Congress not only indirectly raised the cost of healthcare by not allowing Medicare to negotiate drug prices, but also in at least one case, it raised the cost of drugs through a pinpoint piece of legislation. The New York Times reported a provision buried in the “fiscal cliff” bill passed in January 2013 gave Amgen, the world’s largest biotechnology firm, a two year pass on Medicare’s plan to regulate the cost of Sensipar, a drug used by kidney dialysis patients. The politicians behind the provision were Senators Max Baucus (D-Montana), and Orrin Hatch (R-Utah), both of whom have received contributions from Amgen. The news about the provision’s passing was so positive for Amgen the company communicated the coup to Wall Street analysts. The Times reported the provision is projected to cost Medicare up to $500 million over the two year period.

Last week, it was disclosed CDC Director Brenda Fitzgerald, MD, had made an investment in tobacco company stocks while she was in office. The CDC she headed reported cigarette smoking is responsible for more than 480,000 deaths per year in the United States, including more than 41,000 deaths resulting from secondhand smoke exposure. She was forced to resign, but Congressional members seem to be immune. STAT, a national publication focused on finding and telling compelling stories about health, medicine, and scientific discovery, reported two U.S. senators on the Health, Education, Labor, and Pensions committee had made similar investments. Sen. Patty Murray (D-Wash.), the committee’s ranking Democrat, benefited from a gain on R.J. Reynolds stock bought by her husband. Sen. Orrin Hatch (R-Utah) had purchased Philip Morris International stock worth $15,000-$50,000 in 2012, when he served on the committee.

There is no shame in Congress. STAT research showed about 30 percent of senators and 20 percent of representatives held $68 million in investments in biomedical and health-care companies, or in funds which invested in those industries. STAT reported, “The most common investments in the House were Pfizer, Johnson & Johnson, Merck, and Abbott Laboratories. In the Senate, investors favored Johnson & Johnson, Pfizer, and Merck.” The examples STAT described of multi-million dollar conflicts of interest where congresspersons voted in alignment with their investments reads like a script from a Hollywood thriller.

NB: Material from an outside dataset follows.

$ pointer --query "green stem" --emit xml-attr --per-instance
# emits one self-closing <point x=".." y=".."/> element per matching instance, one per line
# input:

The need to reign in the out-of-control drug pricing is obvious. The resistance the idea will face in Congress is also obvious. A lobbyist for Public Citizen said he wasn’t surprised at the personal investments of our congressional representatives who are elected to look out for us: “They’ve never seen fit to apply the same conflict of interest law to themselves that they apply to everyone else.”